Interestingly, Microsoft does not further promote Edge with a banner or message when Chrome or Firefox users search Bing using the string "Edge browser."
None of these promotional efforts is out of the ordinary for a search provider with an interest in pushing a particular browser.
Google intermittently pitches Chrome when users call up google.com from a rival browser, and it has run other promotions there as well, including one last year beseeching Firefox users to switch back to Google as their preferred provider after Mozilla adopted Yahoo as its browser's default.
Yahoo has done the same since it struck the deal with Mozilla late in 2014. When an Edge user in Windows 10 goes to yahoo.com, for example, the message "Upgrade to the new Firefox" displays at the far right of the search site's toolbar.
Because Microsoft's Internet Explorer (IE) browser has long dominated the browser space -- Net Applications pegged IE's user share at 52% for August -- the Redmond, Wash. company has had little motivation to pitch IE via Bing. But being new and a departure from IE, Edge is different: In effect, Microsoft is starting Edge's share from scratch.
Microsoft obviously feels it must promote the browser as it positions Edge as the future and relegates IE to legacy support work. And there are signs that it is smart to do so.

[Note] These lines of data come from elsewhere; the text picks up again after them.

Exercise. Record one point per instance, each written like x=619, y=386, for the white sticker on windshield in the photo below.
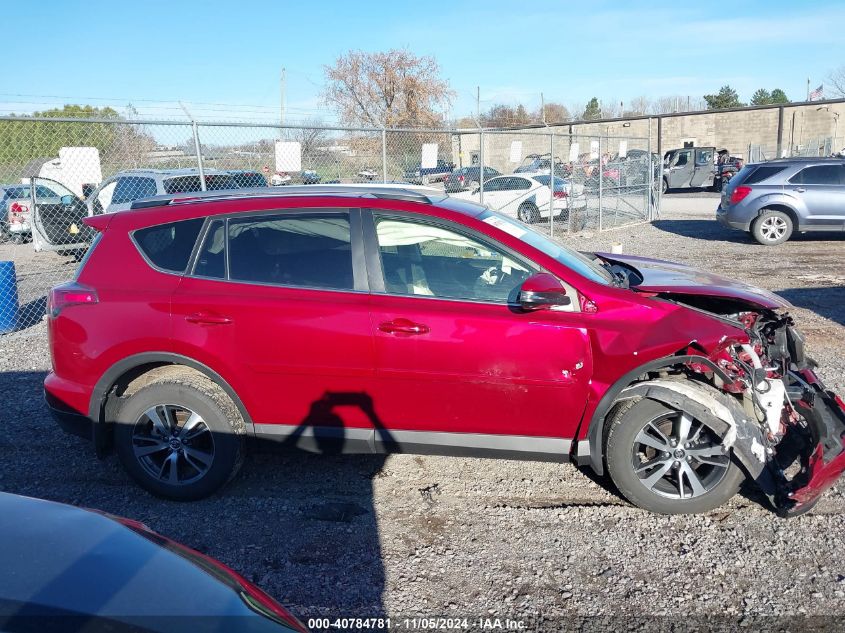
x=507, y=227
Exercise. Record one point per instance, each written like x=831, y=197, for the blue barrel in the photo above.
x=9, y=306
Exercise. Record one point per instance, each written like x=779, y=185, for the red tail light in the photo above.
x=739, y=194
x=70, y=294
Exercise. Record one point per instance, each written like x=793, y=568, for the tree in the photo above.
x=761, y=97
x=725, y=98
x=23, y=139
x=779, y=96
x=555, y=113
x=501, y=115
x=592, y=110
x=394, y=88
x=836, y=79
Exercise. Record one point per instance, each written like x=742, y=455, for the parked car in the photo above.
x=773, y=200
x=467, y=178
x=689, y=168
x=419, y=175
x=247, y=178
x=539, y=163
x=67, y=568
x=310, y=177
x=527, y=196
x=123, y=188
x=441, y=327
x=51, y=209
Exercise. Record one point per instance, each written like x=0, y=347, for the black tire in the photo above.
x=717, y=483
x=772, y=228
x=220, y=441
x=528, y=213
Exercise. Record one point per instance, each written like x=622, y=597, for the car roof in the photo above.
x=410, y=193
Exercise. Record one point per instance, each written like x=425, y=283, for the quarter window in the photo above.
x=312, y=251
x=169, y=246
x=131, y=188
x=422, y=259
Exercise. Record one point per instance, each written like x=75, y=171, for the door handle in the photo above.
x=207, y=318
x=403, y=326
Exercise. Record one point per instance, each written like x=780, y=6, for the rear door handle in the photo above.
x=403, y=326
x=208, y=318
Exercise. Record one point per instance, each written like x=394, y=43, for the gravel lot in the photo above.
x=544, y=543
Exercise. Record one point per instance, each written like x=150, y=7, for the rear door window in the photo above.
x=169, y=246
x=131, y=188
x=763, y=172
x=819, y=175
x=312, y=251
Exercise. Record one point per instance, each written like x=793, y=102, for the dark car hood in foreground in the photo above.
x=668, y=277
x=61, y=566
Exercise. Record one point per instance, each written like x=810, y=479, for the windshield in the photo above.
x=578, y=262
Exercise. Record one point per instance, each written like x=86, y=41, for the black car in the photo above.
x=467, y=178
x=63, y=568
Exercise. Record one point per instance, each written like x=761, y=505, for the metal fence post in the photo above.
x=384, y=155
x=199, y=154
x=552, y=183
x=481, y=165
x=601, y=178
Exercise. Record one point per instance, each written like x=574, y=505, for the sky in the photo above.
x=223, y=60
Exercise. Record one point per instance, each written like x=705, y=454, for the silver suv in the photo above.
x=121, y=190
x=772, y=200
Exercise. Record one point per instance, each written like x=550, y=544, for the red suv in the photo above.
x=395, y=319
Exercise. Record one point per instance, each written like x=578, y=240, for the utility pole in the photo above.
x=282, y=82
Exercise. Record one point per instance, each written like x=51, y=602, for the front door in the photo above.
x=457, y=365
x=276, y=306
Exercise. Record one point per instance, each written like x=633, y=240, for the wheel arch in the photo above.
x=596, y=430
x=133, y=367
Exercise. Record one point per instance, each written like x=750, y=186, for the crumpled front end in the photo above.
x=791, y=437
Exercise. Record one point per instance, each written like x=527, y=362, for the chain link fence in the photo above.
x=55, y=172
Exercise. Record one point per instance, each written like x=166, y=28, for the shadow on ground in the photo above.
x=828, y=302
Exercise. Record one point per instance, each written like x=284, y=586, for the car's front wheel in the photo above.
x=180, y=436
x=772, y=228
x=666, y=461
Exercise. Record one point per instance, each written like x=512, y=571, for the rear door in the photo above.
x=275, y=303
x=822, y=190
x=681, y=169
x=703, y=171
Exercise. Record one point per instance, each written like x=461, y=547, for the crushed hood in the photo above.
x=668, y=277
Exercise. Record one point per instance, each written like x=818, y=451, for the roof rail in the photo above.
x=410, y=193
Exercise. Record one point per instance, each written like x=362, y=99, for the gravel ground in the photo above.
x=542, y=543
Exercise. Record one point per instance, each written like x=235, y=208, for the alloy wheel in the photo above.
x=773, y=228
x=173, y=444
x=678, y=457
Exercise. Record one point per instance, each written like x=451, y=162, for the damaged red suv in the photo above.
x=377, y=319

Although Microsoft has some substantial weapons in its Edge push -- notably that Windows 10's post-installation setup sets Edge as the default, even if the user had previously selected an alternate in Windows 7 or 8.1 prior to upgrading to 10 -- third-party measurements have hinted that Edge is being used by a minority of people running Windows 10.
According to Net Applications, Edge was used by 39% of all Windows 10 users last month. Another analytics firm, Ireland's StatCounter, pegged usage share, a measurement of online activity rather than an estimate of the number of users running a specific browser, even lower for Edge: Just 14.5% of all Windows 10 online usage during the last seven days of August.
If those numbers are accurate, it's no surprise that Microsoft is now promoting Edge.
Microsoft has banked on revenue from Bing -- the default in Edge -- to replace some of the money lost as Windows license sales fall. In late July, David Pann, the general manager of the Bing Ads group, told online advertisers that Microsoft expected a 10% to 15% jump in Bing's search queries by September because of Windows 10.
After SearchEngineLand.com reported on Pann's comments, Microsoft pulled the blog post where Pann outlined the anticipated bump in Bing usage.